Réchauffement climatique

L’aluminium pour piéger le CO2

Des chercheurs québécois de l’INRS et des collègues chinois ont mis en lumière le rôle bénéfique – et insoupçonné – de l’aluminium pour piéger le CO2 au fond de l’océan, ce qui pourrait contribuer à freiner le réchauffement de la planète.

La quête est mondiale : comment limiter les changements climatiques ?

L’un des alliés dans cette lutte est le phytoplancton qui vit dans les océans. Comme le font les arbres à la surface de la Terre, ces algues captent le gaz carbonique (CO2) – l’un des gaz à effet de serre responsables du réchauffement du climat – et relâchent de l’oxygène.

Les récents travaux menés à l’Institut national de la recherche scientifique (INRS) ont évalué comment l’aluminium aide le phytoplancton à jouer son précieux rôle de « pompe biologique » des océans.

Ceux-ci sont nés d’une collaboration entre des chercheurs du Québec, Claude Fortin et Peter Campbell, ce dernier étant un expert en géochimie et en écotoxicologie aquatique, et un collègue chinois les ayant contactés après avoir obtenu des résultats prometteurs. Linbin Zhou, premier auteur de l’étude publiée le mois dernier, a ainsi poursuivi son travail en sol québécois.

« J’étais un peu sceptique au départ. Mais je trouvais ça intrigant. »

– Claude Fortin, chercheur spécialisé en biochimie des métaux

Il explique que l’aluminium avait toujours été considéré comme un élément non essentiel à la vie, voire nuisible.

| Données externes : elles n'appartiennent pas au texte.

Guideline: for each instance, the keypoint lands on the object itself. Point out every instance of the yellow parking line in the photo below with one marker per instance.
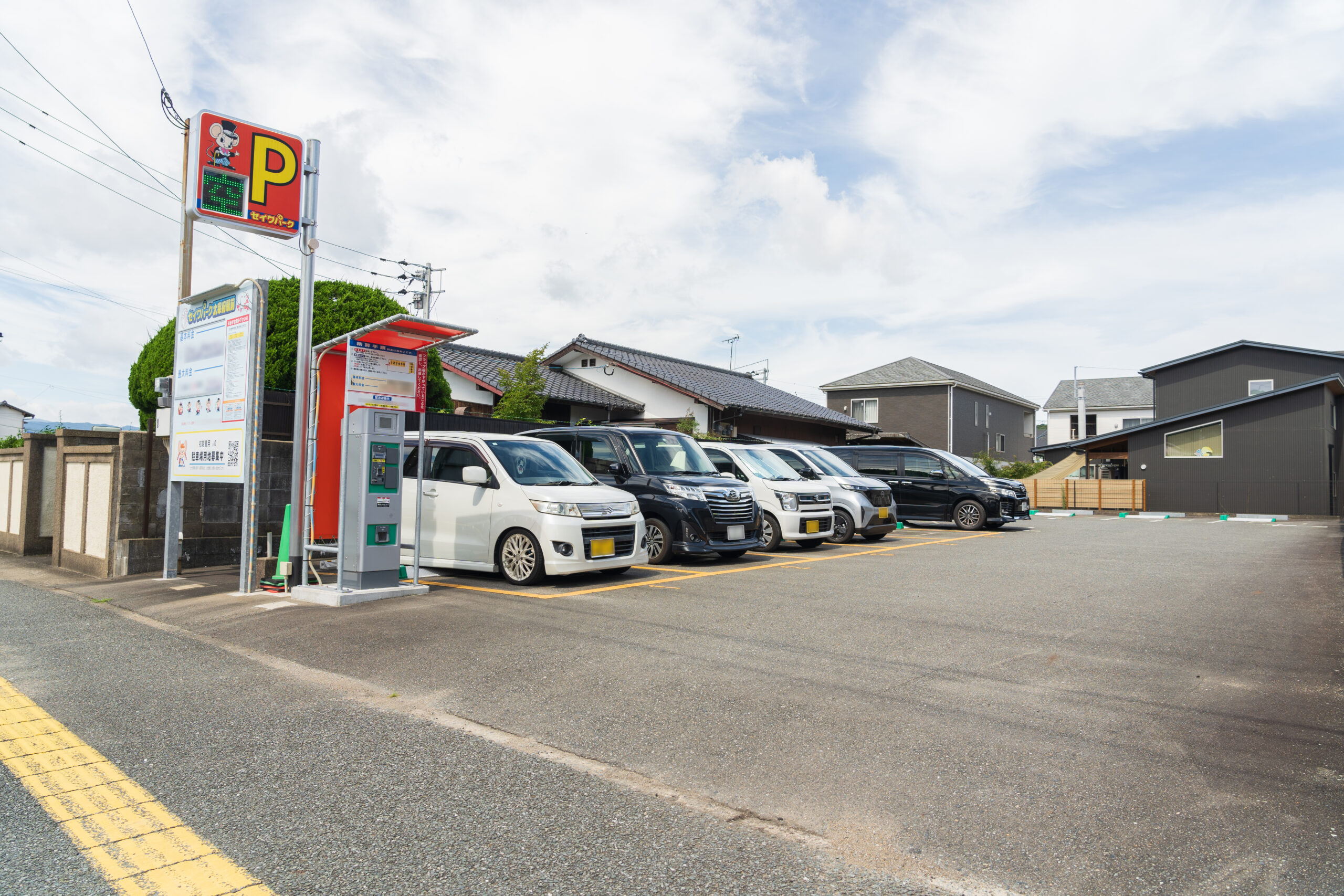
(709, 573)
(121, 829)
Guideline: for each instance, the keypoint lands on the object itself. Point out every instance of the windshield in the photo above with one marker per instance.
(961, 465)
(830, 464)
(666, 453)
(766, 465)
(539, 462)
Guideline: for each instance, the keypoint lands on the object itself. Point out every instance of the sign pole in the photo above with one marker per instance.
(172, 516)
(299, 525)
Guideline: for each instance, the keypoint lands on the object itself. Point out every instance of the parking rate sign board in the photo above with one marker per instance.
(213, 379)
(385, 376)
(245, 176)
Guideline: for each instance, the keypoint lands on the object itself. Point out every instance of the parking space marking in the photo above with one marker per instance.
(915, 543)
(118, 825)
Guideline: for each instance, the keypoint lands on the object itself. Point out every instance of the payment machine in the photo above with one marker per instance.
(374, 498)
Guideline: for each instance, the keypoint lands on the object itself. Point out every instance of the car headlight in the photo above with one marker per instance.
(683, 491)
(557, 508)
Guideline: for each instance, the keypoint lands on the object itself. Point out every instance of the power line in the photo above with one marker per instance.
(155, 186)
(73, 104)
(66, 124)
(164, 100)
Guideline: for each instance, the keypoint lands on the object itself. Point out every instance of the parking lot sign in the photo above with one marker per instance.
(244, 176)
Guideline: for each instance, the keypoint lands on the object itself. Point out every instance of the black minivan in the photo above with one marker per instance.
(689, 508)
(928, 484)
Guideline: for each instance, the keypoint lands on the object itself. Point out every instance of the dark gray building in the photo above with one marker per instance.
(934, 406)
(1246, 428)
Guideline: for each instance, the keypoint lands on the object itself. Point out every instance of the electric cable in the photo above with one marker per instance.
(73, 104)
(87, 136)
(164, 100)
(155, 186)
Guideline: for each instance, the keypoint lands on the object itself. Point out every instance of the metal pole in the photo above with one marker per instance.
(420, 484)
(298, 468)
(340, 512)
(172, 515)
(248, 566)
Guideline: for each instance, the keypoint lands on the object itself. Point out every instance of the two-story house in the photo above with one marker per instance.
(939, 407)
(1113, 404)
(1245, 428)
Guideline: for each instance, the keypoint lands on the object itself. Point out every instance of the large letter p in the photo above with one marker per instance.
(267, 154)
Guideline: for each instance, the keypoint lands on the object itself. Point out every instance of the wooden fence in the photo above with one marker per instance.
(1116, 495)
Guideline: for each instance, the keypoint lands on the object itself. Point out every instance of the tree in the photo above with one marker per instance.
(523, 388)
(338, 308)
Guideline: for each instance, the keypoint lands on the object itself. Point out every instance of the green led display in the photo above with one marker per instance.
(224, 193)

Ensemble, les chercheurs ont conçu de nombreuses expériences scientifiques, menées au centre Eau Terre et Environnement de l’INRS, afin de vérifier leurs hypothèses en soumettant des algues à différentes concentrations d’aluminium sous forme dissoute dans l’eau.

Leurs résultats suggèrent que l’aluminium joue deux rôles : il favorise la croissance du phytoplancton qui assimile le CO2 et il retarde aussi « de façon significative » la dégradation des algues – parfois de plus de 50 % –, reportant ainsi le relâchement du gaz carbonique.

L’aluminium pourrait ainsi contribuer à améliorer la séquestration du CO2 par le phytoplancton, résume le professeur Fortin.

Cet élément se retrouve naturellement dans les eaux marines : il n’est pas la conséquence de déchets jetés dans l’océan, comme des canettes de boissons gazeuses, précise-t-il.

« Dans les faits, l’aluminium est parmi les éléments les plus abondants dans la croûte terrestre. »

Pas de piste d'action concrète

Cette découverte n’offre toutefois pas de piste d’action concrète « ni de solution industrielle », dit-il, mais elle permet de comprendre que l’aluminium joue un rôle dans le piégeage du gaz carbonique, poussant plus loin la compréhension de ce phénomène naturel bénéfique à la planète.

Selon les chercheurs, ces résultats pourraient aussi avoir un impact sur les modèles climatiques en intégrant l’effet « positif » de l’aluminium dans les profondeurs océaniques. Il s’agit donc d’une nouvelle variable à considérer.

Cette étude, qui est le fruit de travaux menés par les professeurs Tan Yehui et Linbin Zhou, du South China Sea Institute of Oceanology (SCSIO) de la Chinese Academy of Science, et des professeurs Campbell et Fortin, de l’INRS, a été publiée en mai dans la revue scientifique Limnology and Oceanography.